Il giovane rampante di Sant’Arpino viene nominato presidente di Eco4, cioè del braccio operativo del Consorzio Ce4, con il placet anche dei fratelli Orsi, azionisti di minoranza, che certo non potevano opporsi a un desiderio di Nicola Cosentino.

Savoia si dà da fare. In un primo tempo, Valente si fida di lui. Gli dà anche la presidenza di un’altra società, la Egea, interamente partecipata dal Consorzio Ce4 che versa in contanti 30 mila euro quale capitale sociale. Ma proprio questa cifra crea lo scontro. Questi soldi scompaiono. Valente ne chiede ragione a Carlo Savoia. Questi, candidamente, gli confessa di averli presi a titolo di spettanza per le cariche ricoperte.

Valente va su tutte le furie. Informa dell’accaduto Cosentino e gli dice che è intenzionato a denunciare i fatti all’autorità giudiziaria. Cosentino lo convince a desistere e il resto è storia, dato che Carlo Savoia deve a quel punto defilarsi dal palcoscenico mondragonese.

Per quanto riguarda Nicola Schiavone, invece, sono due o tre i punti che inizialmente andiamo a sottolineare che sono riportati nello stralcio di un interrogatorio dello scorso 28 settembre.

Il primo riguarda l’interesse che il gruppo Schiavone che ha per le gare di appalto riguardanti la raccolta dei rifiuti in tutti i comuni della provincia di Caserta. In questo contesto, il riferimento Nicola Schiavone e Nicola Panaro, era, a detta del figlio di Francesco Schiavone Sandokan, l’imprenditore di Casal di Principe Nicola Ferraro, il quale viene definito addirittura un factotum del clan dei Casalesi area Schiavone-Panaro. Attenzione, però: il super pentito dice anche che Ferraro, come d’altronde gli altri imprenditori che operavano in questo settore, avevano ampio mandato di muoversi come meglio ritenevano. Gli appalti venivano vinti facilmente, afferma testualmente Nicola Schiavone, perché i bandi venivano cuciti su misura dal potere politico e dalle burocrazie dirigenziali dei vari comuni della provincia.
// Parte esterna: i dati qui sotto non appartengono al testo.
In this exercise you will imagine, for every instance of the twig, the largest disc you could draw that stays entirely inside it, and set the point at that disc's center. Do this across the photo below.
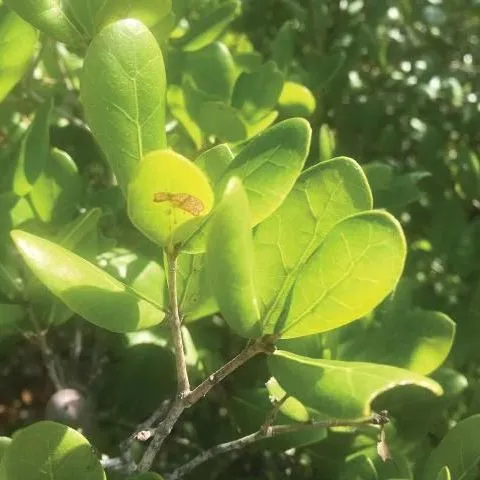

Ma guarda un po’: Nicola Schiavone conferma una tesi storica di Casertace e cioè che in Terra di Lavoro il 99% degli appalti e degli affidamenti, è truccato a monte perché questo è il luogo a più alta densità di corrotti sul pianeta Terra. Superiore anche ai vituperati Paesi dell’ex cortina di ferro e a quelli africani.

Nicola Schiavone poi parla dell’appalto a Casal di Principe. Ferraro non può parteciparvi perché nel 2006 ha già incrociato già le prime difficoltà con le interdittive antimafia. La gara va deserta per tre volte in attesa che Ferraro porti il nome che lo deve rappresentare in tutto e per tutto. Questa situazione di imbarazzo e difficoltà si inseriscono i fratelli Sergio e Michele Orsi e fanno male ad inserirsi, fanno male a chiedere al Comune i documenti della gara perché dalle porose mura del palazzo di Città, Nicola Schiavone apprende dei movimenti del rivale, del maggiore concorrente di Nicola Ferraro. E così decide di risolvere la questione a modo suo. Insieme a Mimmo Letizia si reca a casa di Sergio Orsi e gli assesta due solenni ceffoni, invitandolo a non permettersi mai più di consumare un affronto del genere al clan.

Il resto è scenografia. Nicola Schiavone dice che la sua famiglia è stata sempre contraria alle discariche dei rifiuti tossici, all’interramento degli scarti industriali provenienti dal Nord, perché in lui e nella sua famiglia era chiara l’entità del pericolo per la salute delle genti locali. Schiavone non nomina mai i Bidognetti ma è chiaro che la stilettata è rivolta proprio all’altro gruppo storico della galassia casalese e invece sui rifiuti tossici e sul traffico Nord-Sud e gli stessi ha costruito il suo business principale come ha raccontato in maniera molto chiara e precisa il collaboratore di giustizia Gaetano Vassallo, titolare a Giugliano della seconda mega discarica, prospiciente alla Resit, sotto il controllo del gruppo Bidognetti.

Conclusione: Nicola Schiavone afferma che nessuna cosa riguardante il mondo dei rifiuti per quanto riguardava la questione gare poteva accadere senza che la Cupola, questa sorta di commissione formata da lui, da Nicola Panaro, da Antonio Iovine e Michele Zagaria, sapessero e decidessero. Su ogni appalto dei rifiuti il clan incassava mensilmente una percentuale fissa e concordata a titolo di tangente.